Schauen Sie in erster Linie, dass Sie mindestens zwei Kaninchen halten, weil sie Artgenossen um sich herum brauchen. Zweitens müssen Sie achtgeben bei Elektrokabel, Tapeten, Zimmerpflanzen und andere Einrichtungsgegenstände, weil Kaninchen mit Leidenschaft daran knabbern. Wichtig ist, dass Pflanzen, vor allem giftige Zimmerpflanzen und Elektrokabel für die Kaninchen unerreichbar sind. Auch spitze oder scharfkantige Gegenstände gehören nicht in die Nähe der Tiere.

Wenn die Kaninchen ihren täglichen Auslauf bekommen, lassen Sie die Kleintiere am besten nicht unbeaufsichtigt. So können sie auch nicht unter den Möbeln verschwinden. Sind einige Bereiche der Wohnung tabu für die Tiere, können diese Bereiche mit einem handelsüblichen Freilaufgehege begrenzt werden.

Am einfachsten ist es, wenn die Kaninchen selbst entscheiden können, ob und wie lange sie das Gehege verlassen und die Wohnung erkunden. Am besten steht das Gehege auf dem Boden oder ist durch eine flache Rampe mit dem Auslauf verbunden. Meistens sind Kaninchen nicht völlig stubenrein, deshalb ist es sinnvoll, den Boden mit alten Decken oder Bettlaken abzudecken.

Trotz Auslauf ist eine sinnvolle Beschäftigung notwendig

Kaninchen wollen beschäftigt werden und haben grossen Spass dabei. Die kleinen Mitbewohner freuen sich über jede Abwechslung.
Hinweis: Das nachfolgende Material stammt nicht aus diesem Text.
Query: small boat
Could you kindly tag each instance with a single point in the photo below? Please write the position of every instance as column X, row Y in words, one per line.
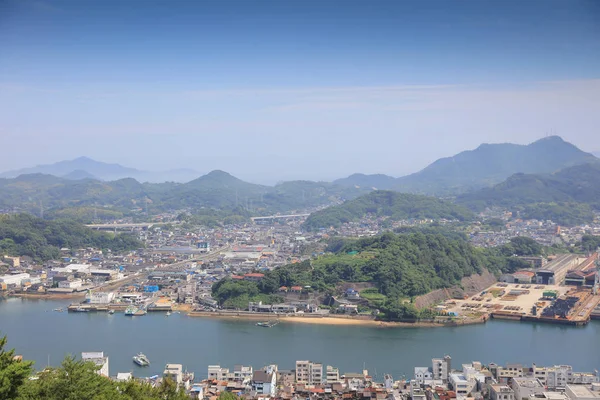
column 267, row 324
column 141, row 360
column 131, row 310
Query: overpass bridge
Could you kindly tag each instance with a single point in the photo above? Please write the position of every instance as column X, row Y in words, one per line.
column 130, row 226
column 274, row 217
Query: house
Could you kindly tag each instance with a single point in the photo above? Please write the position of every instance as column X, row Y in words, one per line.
column 501, row 392
column 352, row 294
column 97, row 357
column 526, row 387
column 264, row 383
column 174, row 372
column 423, row 374
column 254, row 277
column 349, row 308
column 309, row 372
column 332, row 375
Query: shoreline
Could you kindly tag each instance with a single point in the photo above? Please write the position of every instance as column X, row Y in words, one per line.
column 48, row 296
column 331, row 320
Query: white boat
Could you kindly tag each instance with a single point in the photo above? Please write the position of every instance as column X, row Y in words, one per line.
column 141, row 360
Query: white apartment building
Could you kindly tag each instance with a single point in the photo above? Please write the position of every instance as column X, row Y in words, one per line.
column 174, row 372
column 309, row 372
column 97, row 357
column 241, row 373
column 264, row 383
column 526, row 387
column 583, row 392
column 423, row 374
column 218, row 373
column 441, row 367
column 332, row 375
column 501, row 392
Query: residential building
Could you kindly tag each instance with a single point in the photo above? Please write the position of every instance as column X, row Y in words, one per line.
column 309, row 372
column 501, row 392
column 416, row 392
column 583, row 392
column 333, row 375
column 423, row 374
column 217, row 373
column 242, row 373
column 14, row 279
column 526, row 387
column 174, row 372
column 264, row 383
column 441, row 367
column 98, row 358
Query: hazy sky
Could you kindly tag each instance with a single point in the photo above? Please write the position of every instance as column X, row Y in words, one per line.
column 271, row 90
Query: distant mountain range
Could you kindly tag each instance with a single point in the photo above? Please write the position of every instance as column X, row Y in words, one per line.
column 487, row 165
column 215, row 190
column 86, row 168
column 577, row 184
column 476, row 176
column 384, row 203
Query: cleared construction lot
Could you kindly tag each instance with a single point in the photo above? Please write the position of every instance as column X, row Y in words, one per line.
column 506, row 297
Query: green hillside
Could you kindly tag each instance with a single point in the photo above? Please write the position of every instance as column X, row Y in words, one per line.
column 25, row 235
column 398, row 266
column 568, row 197
column 86, row 198
column 381, row 203
column 490, row 164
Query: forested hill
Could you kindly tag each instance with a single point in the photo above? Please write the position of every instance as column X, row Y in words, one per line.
column 25, row 235
column 217, row 190
column 399, row 266
column 382, row 203
column 490, row 164
column 568, row 197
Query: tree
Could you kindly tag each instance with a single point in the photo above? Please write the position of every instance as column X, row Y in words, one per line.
column 13, row 373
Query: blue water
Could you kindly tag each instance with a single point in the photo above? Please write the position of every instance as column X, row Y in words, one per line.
column 38, row 333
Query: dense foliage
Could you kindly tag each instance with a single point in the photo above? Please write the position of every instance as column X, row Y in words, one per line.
column 382, row 203
column 490, row 164
column 73, row 380
column 90, row 199
column 25, row 235
column 399, row 266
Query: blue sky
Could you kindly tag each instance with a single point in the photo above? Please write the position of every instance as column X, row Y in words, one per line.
column 272, row 90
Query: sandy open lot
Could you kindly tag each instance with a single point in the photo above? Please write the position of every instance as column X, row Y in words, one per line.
column 497, row 298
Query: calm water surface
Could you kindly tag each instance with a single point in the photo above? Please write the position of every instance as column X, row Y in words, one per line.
column 38, row 333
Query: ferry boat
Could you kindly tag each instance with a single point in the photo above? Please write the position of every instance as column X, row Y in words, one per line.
column 267, row 324
column 131, row 310
column 141, row 360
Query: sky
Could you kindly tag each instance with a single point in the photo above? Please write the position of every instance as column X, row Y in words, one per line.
column 278, row 90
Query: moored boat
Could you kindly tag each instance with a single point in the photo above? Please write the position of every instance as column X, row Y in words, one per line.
column 131, row 310
column 141, row 360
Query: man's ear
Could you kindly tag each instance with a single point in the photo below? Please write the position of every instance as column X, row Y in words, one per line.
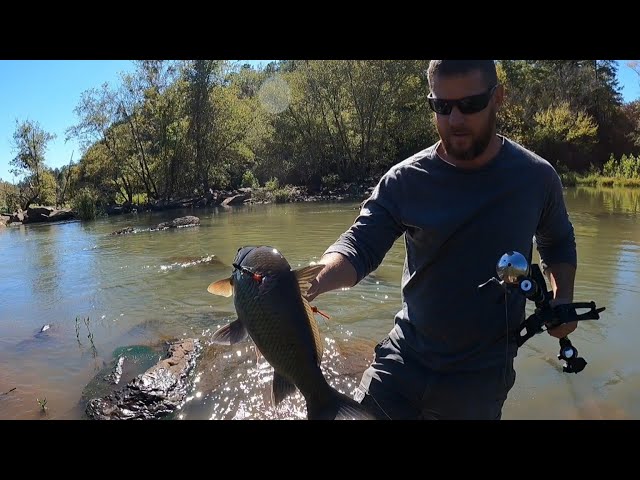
column 499, row 95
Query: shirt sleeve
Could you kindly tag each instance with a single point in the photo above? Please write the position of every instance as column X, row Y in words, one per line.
column 376, row 228
column 555, row 236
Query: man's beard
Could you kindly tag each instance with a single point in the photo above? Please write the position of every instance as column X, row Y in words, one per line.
column 478, row 145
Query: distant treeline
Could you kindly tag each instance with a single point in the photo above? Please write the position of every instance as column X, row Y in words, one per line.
column 176, row 129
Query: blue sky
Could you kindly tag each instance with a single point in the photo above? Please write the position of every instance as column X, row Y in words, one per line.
column 47, row 91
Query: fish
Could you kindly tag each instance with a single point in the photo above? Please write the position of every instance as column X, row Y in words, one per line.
column 271, row 310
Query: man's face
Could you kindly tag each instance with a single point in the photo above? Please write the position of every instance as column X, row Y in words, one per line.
column 465, row 135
Aus Kartons lassen sich kleine Abenteuerpaläste bauen, auch eine Buddelkiste sollte bei der Kaninchenhaltung in der Wohnung nicht fehlen. Der Behälter kann mit verschiedenen Materialien, wie beispielsweise Sand, Blättern, Erde oder Rindenmulch befüllt werden. Die Kaninchen werden es lieben.
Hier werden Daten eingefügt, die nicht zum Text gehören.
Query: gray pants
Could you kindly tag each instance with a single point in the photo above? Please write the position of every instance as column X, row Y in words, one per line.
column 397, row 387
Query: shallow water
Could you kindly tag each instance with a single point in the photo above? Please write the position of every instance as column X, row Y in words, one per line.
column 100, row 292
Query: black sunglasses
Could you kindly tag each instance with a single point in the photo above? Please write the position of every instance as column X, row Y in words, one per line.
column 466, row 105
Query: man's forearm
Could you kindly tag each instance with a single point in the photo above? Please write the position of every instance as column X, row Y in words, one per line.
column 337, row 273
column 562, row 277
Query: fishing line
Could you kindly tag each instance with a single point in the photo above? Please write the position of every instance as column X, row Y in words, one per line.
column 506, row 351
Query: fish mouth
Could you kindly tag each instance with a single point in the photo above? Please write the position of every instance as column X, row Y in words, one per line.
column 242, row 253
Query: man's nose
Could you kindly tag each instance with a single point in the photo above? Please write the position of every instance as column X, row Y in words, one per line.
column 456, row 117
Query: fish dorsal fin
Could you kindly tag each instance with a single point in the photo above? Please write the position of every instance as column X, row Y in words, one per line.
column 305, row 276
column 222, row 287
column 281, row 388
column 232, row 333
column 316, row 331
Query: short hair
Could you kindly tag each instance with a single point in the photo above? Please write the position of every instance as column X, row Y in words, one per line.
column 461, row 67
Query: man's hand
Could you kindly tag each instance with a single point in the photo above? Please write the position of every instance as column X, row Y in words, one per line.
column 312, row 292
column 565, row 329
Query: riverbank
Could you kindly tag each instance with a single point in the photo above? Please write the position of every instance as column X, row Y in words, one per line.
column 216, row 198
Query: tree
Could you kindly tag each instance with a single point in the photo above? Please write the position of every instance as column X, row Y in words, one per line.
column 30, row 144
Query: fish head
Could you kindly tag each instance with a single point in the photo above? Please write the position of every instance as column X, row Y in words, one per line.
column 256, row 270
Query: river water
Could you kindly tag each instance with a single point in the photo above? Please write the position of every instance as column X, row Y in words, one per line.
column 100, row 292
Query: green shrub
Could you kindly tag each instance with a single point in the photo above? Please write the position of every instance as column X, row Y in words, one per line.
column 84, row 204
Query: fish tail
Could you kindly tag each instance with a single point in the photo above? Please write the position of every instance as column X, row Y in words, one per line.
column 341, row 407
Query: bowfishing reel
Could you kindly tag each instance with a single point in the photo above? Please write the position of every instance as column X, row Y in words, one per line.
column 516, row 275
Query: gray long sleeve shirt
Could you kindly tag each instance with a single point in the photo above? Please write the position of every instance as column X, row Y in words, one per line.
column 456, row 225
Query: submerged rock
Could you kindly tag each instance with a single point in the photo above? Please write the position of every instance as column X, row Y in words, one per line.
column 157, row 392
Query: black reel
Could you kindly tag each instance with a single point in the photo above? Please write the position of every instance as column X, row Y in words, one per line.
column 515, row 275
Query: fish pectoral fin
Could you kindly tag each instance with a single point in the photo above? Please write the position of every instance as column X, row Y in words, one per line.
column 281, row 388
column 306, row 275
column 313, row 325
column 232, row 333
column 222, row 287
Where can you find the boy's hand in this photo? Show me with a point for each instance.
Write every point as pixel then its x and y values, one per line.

Eine weitere Beschäftigungsmöglichkeit für das Kaninchen ist ein Snackball. Einfach den Ball mit Leckereien befüllen und schon ist es ein Riesenspass für Mensch und Tier. Allein mit einfachen Gegenständen, die in jedem Haushalt vorhanden sind, können lustige Parcours gebaut werden. Stühle, Steine und Kartons sind schnell aufgestellt und bereiten den Kaninchen Freude.